被白蘭地毫不留情地揮開了手臂的小男孩,手臂的刺痛和哥哥反常的行為讓這個孩子有些瑟縮。
“你是誰。”
白蘭地冷冷地看著眼前有些不知所措的小男孩,他不帶一絲感情的問道。
“鐘長庚他在哪兒?”
白蘭地幾乎咬牙切齒的一個字一個字地詢問道。
鐘長庚那個混蛋!
等他找到了鐘長庚,他一定要把那個家伙囤的小金庫全都搜刮干凈!
讓鐘長庚好好知道知道,什么叫做痛苦。
“哥哥……?你不認識我了嗎?”
本來情緒就不是很穩定的小金毛聽到了這句話,他臟兮兮的臉上瞬間出現了肉眼可見的驚慌。
“誰是你……”
白蘭地神情一冷,他下意識地就想要撇清和這個自來熟的小金毛的關系。
等等!
自己的聲音是怎么回事?
白蘭地有些不知所措地看著自己縮水了好幾圈的雙手和瘦弱的身軀。
這……是怎么回事?!
“哥哥,嗚嗚如果不是因為我,你就不會去偷食物,被他們打了。”
小男孩原本就臟兮兮的臉蛋此時正一沒忍住一哭出來,黑乎乎的臉上就出現了一道道明顯的淚痕。
“喂,你別哭了。”
白蘭地勉強意識到自己可能不是被黑心鐘醫生給賣了。
而是這一切很可能是那個莫名其妙的作精系統,搞出來的幺蛾子。
哭的稀里嘩啦的小男孩,雖然因為饑餓和一些其他的顧慮沒有哭的很大聲。
但是這個小男孩,卻是硬生生的無聲無息地哭的,讓白蘭地都覺得有點于心不忍的撕心裂肺。

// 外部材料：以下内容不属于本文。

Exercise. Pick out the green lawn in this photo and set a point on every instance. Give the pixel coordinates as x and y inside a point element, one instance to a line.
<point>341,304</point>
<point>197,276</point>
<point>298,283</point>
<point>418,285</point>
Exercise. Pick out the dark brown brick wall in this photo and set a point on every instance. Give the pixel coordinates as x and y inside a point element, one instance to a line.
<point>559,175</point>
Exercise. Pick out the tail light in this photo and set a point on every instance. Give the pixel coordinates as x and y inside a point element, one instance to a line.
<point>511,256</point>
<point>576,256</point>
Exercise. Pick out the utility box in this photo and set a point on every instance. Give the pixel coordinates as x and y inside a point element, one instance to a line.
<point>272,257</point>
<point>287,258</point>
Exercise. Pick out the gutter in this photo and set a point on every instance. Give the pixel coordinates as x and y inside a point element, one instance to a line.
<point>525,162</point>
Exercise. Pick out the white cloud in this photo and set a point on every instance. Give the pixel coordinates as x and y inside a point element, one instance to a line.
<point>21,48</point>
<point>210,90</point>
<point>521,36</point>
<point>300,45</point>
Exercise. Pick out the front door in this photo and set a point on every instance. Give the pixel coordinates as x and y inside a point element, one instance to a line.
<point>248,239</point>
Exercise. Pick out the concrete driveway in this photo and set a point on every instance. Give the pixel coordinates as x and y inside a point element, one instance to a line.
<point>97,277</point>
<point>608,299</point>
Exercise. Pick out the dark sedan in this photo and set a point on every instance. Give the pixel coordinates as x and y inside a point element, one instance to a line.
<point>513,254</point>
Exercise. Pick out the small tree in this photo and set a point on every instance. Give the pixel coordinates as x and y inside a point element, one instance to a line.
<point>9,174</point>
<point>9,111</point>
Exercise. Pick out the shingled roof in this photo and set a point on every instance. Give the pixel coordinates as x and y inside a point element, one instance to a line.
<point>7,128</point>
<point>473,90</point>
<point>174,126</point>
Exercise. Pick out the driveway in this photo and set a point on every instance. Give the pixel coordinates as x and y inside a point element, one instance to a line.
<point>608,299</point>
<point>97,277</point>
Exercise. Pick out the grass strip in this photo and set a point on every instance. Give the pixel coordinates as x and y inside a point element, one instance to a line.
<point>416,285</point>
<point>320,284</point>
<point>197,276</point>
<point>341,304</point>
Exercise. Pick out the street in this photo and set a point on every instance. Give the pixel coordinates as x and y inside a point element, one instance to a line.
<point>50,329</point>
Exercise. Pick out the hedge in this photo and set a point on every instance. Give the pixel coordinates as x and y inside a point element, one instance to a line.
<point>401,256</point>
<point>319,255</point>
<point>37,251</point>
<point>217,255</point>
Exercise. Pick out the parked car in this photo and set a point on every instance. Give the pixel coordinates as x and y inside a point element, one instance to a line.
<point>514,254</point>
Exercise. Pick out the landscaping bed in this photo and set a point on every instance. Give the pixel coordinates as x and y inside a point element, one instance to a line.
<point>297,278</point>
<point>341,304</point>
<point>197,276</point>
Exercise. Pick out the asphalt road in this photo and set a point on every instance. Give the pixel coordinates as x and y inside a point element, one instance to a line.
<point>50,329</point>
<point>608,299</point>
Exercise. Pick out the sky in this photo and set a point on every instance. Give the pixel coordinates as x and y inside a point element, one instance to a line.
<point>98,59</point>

“你別哭了,我可能只是還有點頭暈,你和我說說我是誰,沒準我就想起來了。”
小男孩哭得上氣不接下氣,他哭得不住地打著哭嗝。
還不過只有六七歲的小男孩,眼見自己相依為命的哥哥一覺醒來就不記得自己了。
“嗚嗚嗚,嗝,你是我哥哥啊!”
此時的他,慌著神反復地重復著這一句話。
原本語氣還有些冷硬的白蘭地見狀,頗為無奈地嘆了口氣。
這個小金毛怎么能哭成這副模樣?
小孩子還真是麻煩精。
在白蘭地有些嫌棄的注視下,小金毛努力想壓抑著自己的哭泣,以防惹自己的哥哥不高興,然而卻只是抽著氣哭得更加厲害了。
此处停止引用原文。